Strategy when dealing with LARGE data sets

I am a new convert to RoR and am loving every minute of it. Absolute highest praise goes to everyone who has contributed.

An issue has come up when dealing with tables with large numbers of rows and columns. Specifically, i have an issue in an ActiveRecord::Migration, where after adding a new column, I would like to iterate each row, read an attribute, process that attribute, then update the new attribute/column with the result.

however, doing something like this: Stuff.find_all { |r| r['new_attr'] = process r['old_attr'] }

would kill the server returning so many records. I am aware of the :select parameter to find() but it would still kill the server with ALL records being returned in the array.

I see there is a :limit and :offset parameter to find(), which would work. I figured i would ask if there are there any other workable solutions to dealing with large data sets, before creating my own.

Thank you!

Jae

I am a new convert to RoR and am loving every minute of it. Absolute highest praise goes to everyone who has contributed.

An issue has come up when dealing with tables with large numbers of rows and columns. Specifically, i have an issue in an ActiveRecord::Migration, where after adding a new column, I would like to iterate each row, read an attribute, process that attribute, then update the new attribute/column with the result.

however, doing something like this: Stuff.find_all { |r| r['new_attr'] = process r['old_attr'] }

would kill the server returning so many records.
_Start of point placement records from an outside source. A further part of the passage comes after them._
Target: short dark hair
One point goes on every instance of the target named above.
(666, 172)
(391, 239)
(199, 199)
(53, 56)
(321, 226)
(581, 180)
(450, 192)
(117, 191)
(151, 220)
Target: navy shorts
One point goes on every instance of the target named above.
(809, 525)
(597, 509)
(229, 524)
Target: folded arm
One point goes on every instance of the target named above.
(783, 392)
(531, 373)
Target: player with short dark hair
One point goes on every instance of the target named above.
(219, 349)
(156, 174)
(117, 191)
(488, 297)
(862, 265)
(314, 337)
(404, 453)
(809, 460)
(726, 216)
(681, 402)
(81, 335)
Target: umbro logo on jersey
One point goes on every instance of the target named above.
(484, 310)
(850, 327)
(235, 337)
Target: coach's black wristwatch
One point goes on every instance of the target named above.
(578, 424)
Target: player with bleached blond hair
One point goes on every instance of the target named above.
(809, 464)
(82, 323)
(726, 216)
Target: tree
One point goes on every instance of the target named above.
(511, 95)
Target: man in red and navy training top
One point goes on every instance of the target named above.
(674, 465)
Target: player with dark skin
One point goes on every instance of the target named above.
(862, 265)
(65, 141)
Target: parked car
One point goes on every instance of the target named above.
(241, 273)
I am aware of the :select parameter to find() but it would still kill the server with ALL records being returned in the array.

I see there is a :limit and :offset parameter to find(), which would work. I figured i would ask if there are there any other workable solutions to dealing with large data sets, before creating my own.

Just saw this on the rss feed yesterday which might work for you...

Plugins - paginating_find - Agile Web Development http://www.agilewebdevelopment.com/plugins/paginating_find

Got 15,842 records that you.d like to export to a file? Using the standard the Rails ActiveRecord::Base#find method will load all 15,842 into memory all at once and return them all in an array. If your app is running on a shared host, or if you.re keeping your app on a memory budget, this is a big problem for you. So you could load each record one by one, but that.ll kill your db server. Wouldn.t it be sweet if #find could return an enumerable that would load your records in batches of say 1,500 records? Well with my new nifty-jifty paginating_find plugin, it can.

-philip

Thanks Philip... i'm in nirvana. amazing. now i have to find out what plugins are.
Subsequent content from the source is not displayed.